TRIBUNJABAR.ID, BANDUNG - Pengelolaan sampah di Jawa Barat membutuhkan perhatian serius pada sektor hulunya, yakni peningkatan upaya masyarakat secara mandiri dalam mengelola sampah yang dihasilkannya.
Dengan demikian, sampah dapat diolah di lingkungan masyarakat dan hanya sebagian kecil yang dibuang ke tempat pengolahan sampah.
Permasalahan yang mendasar ini menjadi perhatian serius Anggota DPRD Provinsi Jawa Barat, Hj. Tina Wiryawati, S.H., yang terus aktif berupaya memberikan edukasi pengolahan sampah di hulunya.
Ia mengatakan walaupun tidak seksi, isu pengolahan sampah merupakan kebutuhan dasar masyarakat dan harus mendapat perhatian serius pemerintah.
Berdasarkan data dari Dinas Lingkungan Hidup Jawa Barat, pencemaran tertinggi di Jawa Barat berasal dari 60 persen sampah domestik atau rumah tangga.
Komposisi produksi sampah per hari bisa mencapai 25.000 ton dengan 60 persen sampah organik dan 40 persen sampah anorganik.
Dari jumlah sampah yang dihasilkan sekitar 40 persen sampah dapat ditangani dengan baik, sedangkan 60 persen masih belum dapat dikelola dengan baik.
"Kebanyakan sampah di kita faktanya belum diolah dengan baik. Selama ini warga desa kebanyakan hanya membakar sampah atau bahkan membuang sampah sembarangan. Padahal kuantitas sampah selalu bertambah tiap tahun dan tempat pembuangan sampah akhir makin menggunung," kata Tina di Bandung, Senin (20/3/2023).
Anggota dewan dari Fraksi Gerindra ini mengatakan bukan hanya di desa, di kawasan perkotaan pun produksi sampah terus meningkat setiap tahunnya.
Sehingga, jumlah sampah yang dibuang ke tempat pembuangan akhir pun semakin banyak padahal kapasitasnya terbatas.
"Kalau tidak ditangani segera secara serius, sungai terus menjadi tempat sampah yang akhirnya mengakibatkan banjir. Belum lagi yang dibuang sembarangan ke banyak tempat," katanya.
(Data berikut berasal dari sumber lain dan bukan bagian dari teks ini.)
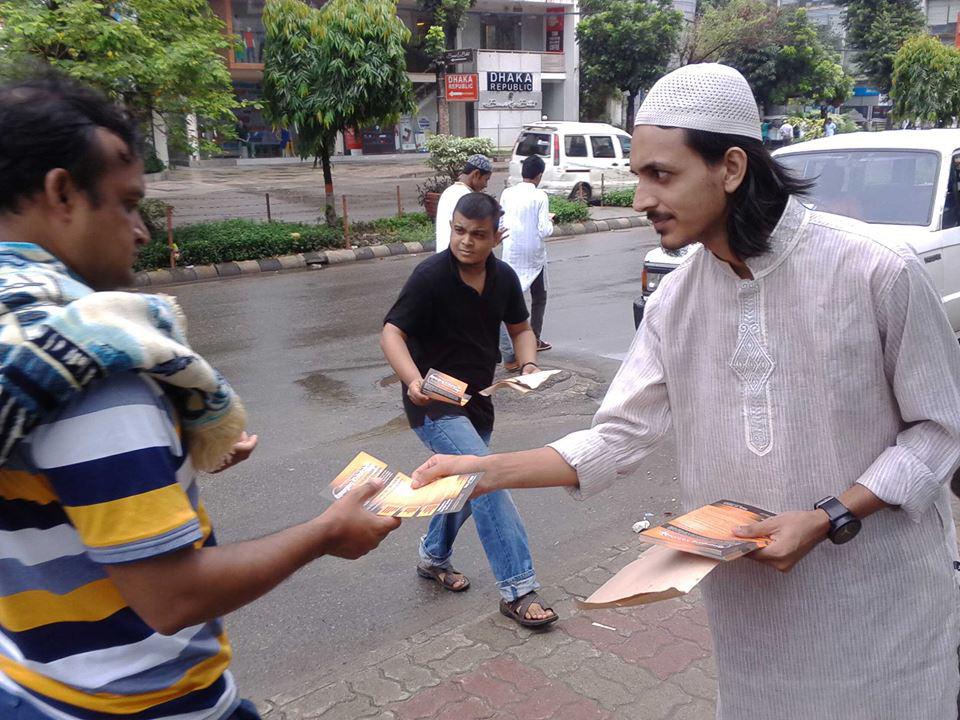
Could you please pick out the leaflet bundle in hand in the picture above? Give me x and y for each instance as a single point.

Tina menekankan sampah bukan masalah sepele sehingga harus ditindak di hulunya.
Seperti diketahui, TPPAS Legoknangka di Bandung dan Nambo di Bogor pun belum bisa beroperasi sehingga tempat pembuangan akhir masih sangat terbatas.
"Legok Nangka, Nambo sudah habis anggaran triliunan malah cicing wae. Anggaran terus mengucur tapi sampah mah berarakan wae. Makanya kita mulai dari hulunya dulu lah, mind set masyarakatnya ditata dari desa-desa," katanya.